This directory contains data for building a weighted fst for spell checking purposes. There are three editable source files:

* Makefile.am
* spellercorpus.raw.txt
* tags.reweight

Makefile.am
-----------

Contains two variables that can be changed if wanted:

GT_RAW_SPELLER_CORPUS   - name of file containing the raw corpus data (see next)
GT_CLEAN_SPELLER_CORPUS - name of file containing cleaned corpus data (generated)

The default value should be fine for most purposes. The template corpus file has
the default name.

spellercorpus.raw.txt
---------------------

This file contains the raw corpus text used as basis for the frequency weighting
of the speller fst. Replace the dummy content with real text in your language.

TODO: add a build option to use corpus text stored elsewhere, to avoid filling
up svn with replicas of corpus material.

tags.reweight
-------------

This file contains a list of tags for which we want to give specific weights.
This can be used both for morphology-based weighting (ie give a certain weight
to morphosyntactic tags) and to weight tags for other purposes, like to give a
very high weight to tags designating words that should never be suggested.

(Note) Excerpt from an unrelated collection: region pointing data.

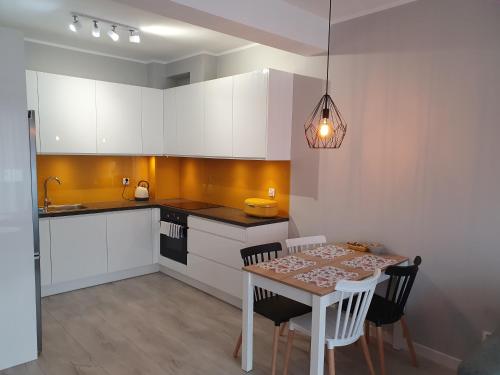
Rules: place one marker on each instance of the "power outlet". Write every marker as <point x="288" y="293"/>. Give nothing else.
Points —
<point x="271" y="193"/>
<point x="485" y="335"/>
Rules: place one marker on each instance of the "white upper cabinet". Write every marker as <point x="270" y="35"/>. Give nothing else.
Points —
<point x="250" y="115"/>
<point x="170" y="122"/>
<point x="219" y="117"/>
<point x="67" y="115"/>
<point x="262" y="115"/>
<point x="119" y="128"/>
<point x="130" y="243"/>
<point x="32" y="100"/>
<point x="152" y="121"/>
<point x="190" y="119"/>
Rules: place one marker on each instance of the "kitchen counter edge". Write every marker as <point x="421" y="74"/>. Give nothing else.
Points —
<point x="100" y="208"/>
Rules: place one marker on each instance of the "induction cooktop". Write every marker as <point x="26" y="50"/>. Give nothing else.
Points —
<point x="191" y="205"/>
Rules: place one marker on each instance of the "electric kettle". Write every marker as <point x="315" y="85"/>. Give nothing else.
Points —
<point x="142" y="191"/>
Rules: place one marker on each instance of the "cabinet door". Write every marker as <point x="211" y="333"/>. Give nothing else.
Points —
<point x="67" y="115"/>
<point x="190" y="118"/>
<point x="78" y="247"/>
<point x="250" y="115"/>
<point x="129" y="240"/>
<point x="170" y="122"/>
<point x="219" y="117"/>
<point x="32" y="101"/>
<point x="45" y="262"/>
<point x="118" y="118"/>
<point x="152" y="121"/>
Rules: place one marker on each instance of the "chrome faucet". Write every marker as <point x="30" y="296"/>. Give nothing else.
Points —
<point x="46" y="200"/>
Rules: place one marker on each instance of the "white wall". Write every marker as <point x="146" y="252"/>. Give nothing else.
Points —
<point x="419" y="86"/>
<point x="17" y="270"/>
<point x="50" y="59"/>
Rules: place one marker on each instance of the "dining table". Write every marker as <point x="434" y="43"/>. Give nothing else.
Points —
<point x="308" y="277"/>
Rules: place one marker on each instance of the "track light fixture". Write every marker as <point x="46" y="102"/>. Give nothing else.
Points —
<point x="96" y="30"/>
<point x="75" y="25"/>
<point x="113" y="34"/>
<point x="134" y="37"/>
<point x="97" y="22"/>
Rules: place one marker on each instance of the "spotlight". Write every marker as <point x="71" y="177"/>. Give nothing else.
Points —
<point x="96" y="30"/>
<point x="134" y="37"/>
<point x="113" y="34"/>
<point x="75" y="25"/>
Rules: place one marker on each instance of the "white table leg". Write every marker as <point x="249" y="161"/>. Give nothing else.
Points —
<point x="247" y="328"/>
<point x="318" y="335"/>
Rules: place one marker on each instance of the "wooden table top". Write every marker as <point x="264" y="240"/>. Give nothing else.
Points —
<point x="317" y="270"/>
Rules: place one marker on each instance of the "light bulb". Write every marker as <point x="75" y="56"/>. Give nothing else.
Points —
<point x="75" y="25"/>
<point x="325" y="128"/>
<point x="134" y="37"/>
<point x="96" y="30"/>
<point x="113" y="34"/>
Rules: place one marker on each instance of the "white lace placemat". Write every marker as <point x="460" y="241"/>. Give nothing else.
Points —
<point x="286" y="264"/>
<point x="369" y="262"/>
<point x="328" y="252"/>
<point x="326" y="277"/>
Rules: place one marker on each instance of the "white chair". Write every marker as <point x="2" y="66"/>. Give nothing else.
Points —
<point x="295" y="245"/>
<point x="344" y="324"/>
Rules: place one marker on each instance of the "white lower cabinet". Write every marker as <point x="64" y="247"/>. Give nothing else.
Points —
<point x="45" y="262"/>
<point x="130" y="243"/>
<point x="214" y="251"/>
<point x="78" y="247"/>
<point x="216" y="275"/>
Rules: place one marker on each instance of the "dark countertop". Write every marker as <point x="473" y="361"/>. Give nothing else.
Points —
<point x="224" y="214"/>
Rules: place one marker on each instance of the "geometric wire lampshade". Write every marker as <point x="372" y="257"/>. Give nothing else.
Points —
<point x="325" y="127"/>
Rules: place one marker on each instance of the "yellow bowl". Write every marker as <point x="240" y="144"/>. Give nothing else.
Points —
<point x="259" y="207"/>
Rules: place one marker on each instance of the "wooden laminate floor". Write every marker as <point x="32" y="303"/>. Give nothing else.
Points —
<point x="157" y="325"/>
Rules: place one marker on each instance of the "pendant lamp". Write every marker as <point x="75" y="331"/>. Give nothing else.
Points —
<point x="325" y="127"/>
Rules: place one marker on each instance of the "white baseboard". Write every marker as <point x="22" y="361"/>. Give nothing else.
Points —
<point x="397" y="341"/>
<point x="64" y="287"/>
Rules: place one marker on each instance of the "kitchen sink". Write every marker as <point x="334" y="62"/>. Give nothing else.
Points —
<point x="63" y="207"/>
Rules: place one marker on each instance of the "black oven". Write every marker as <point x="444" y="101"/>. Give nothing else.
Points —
<point x="173" y="236"/>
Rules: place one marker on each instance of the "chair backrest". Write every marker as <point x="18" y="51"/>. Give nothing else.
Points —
<point x="257" y="254"/>
<point x="400" y="283"/>
<point x="295" y="245"/>
<point x="355" y="299"/>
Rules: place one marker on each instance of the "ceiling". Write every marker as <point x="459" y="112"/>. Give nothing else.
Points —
<point x="47" y="21"/>
<point x="343" y="10"/>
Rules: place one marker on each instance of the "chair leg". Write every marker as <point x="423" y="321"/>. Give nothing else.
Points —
<point x="276" y="340"/>
<point x="331" y="361"/>
<point x="238" y="346"/>
<point x="380" y="341"/>
<point x="367" y="331"/>
<point x="289" y="344"/>
<point x="283" y="328"/>
<point x="366" y="353"/>
<point x="409" y="341"/>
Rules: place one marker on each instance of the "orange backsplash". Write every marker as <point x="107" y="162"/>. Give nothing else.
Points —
<point x="224" y="182"/>
<point x="230" y="182"/>
<point x="89" y="178"/>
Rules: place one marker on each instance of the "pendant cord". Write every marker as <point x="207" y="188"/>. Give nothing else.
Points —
<point x="328" y="53"/>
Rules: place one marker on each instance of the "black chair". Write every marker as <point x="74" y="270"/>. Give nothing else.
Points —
<point x="277" y="308"/>
<point x="390" y="309"/>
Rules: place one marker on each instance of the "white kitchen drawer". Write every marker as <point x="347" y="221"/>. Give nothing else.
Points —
<point x="221" y="229"/>
<point x="216" y="275"/>
<point x="220" y="249"/>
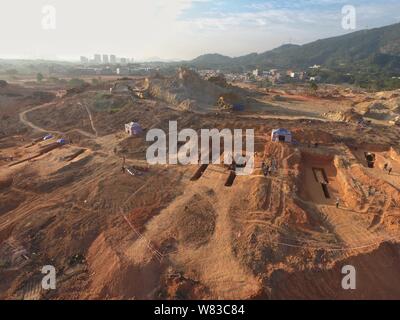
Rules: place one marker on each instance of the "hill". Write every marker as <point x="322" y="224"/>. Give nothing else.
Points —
<point x="379" y="47"/>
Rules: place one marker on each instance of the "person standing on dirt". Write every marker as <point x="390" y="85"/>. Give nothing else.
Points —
<point x="337" y="203"/>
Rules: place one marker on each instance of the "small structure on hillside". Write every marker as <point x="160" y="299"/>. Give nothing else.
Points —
<point x="133" y="128"/>
<point x="281" y="135"/>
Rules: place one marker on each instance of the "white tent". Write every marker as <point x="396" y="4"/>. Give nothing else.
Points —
<point x="281" y="135"/>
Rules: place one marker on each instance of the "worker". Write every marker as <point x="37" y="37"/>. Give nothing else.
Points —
<point x="337" y="203"/>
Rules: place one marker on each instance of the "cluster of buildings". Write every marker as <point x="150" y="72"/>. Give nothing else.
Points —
<point x="105" y="59"/>
<point x="275" y="76"/>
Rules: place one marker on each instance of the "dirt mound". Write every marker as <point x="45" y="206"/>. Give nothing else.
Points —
<point x="387" y="109"/>
<point x="187" y="85"/>
<point x="231" y="101"/>
<point x="346" y="116"/>
<point x="113" y="276"/>
<point x="196" y="222"/>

The weights are used when ranking suggestions for misspellings. The total weight
for a given suggested word form is the sum of:

* frequency weight (frequent words have less weight than less frequent words)
* tags-based weights
* the total weights coming from the error model to generate the suggestion

Other files
-----------

There are other files in that dir:

* Makefile.am
* word-boundary.att
* word-boundary.relabel
* word-boundary.txt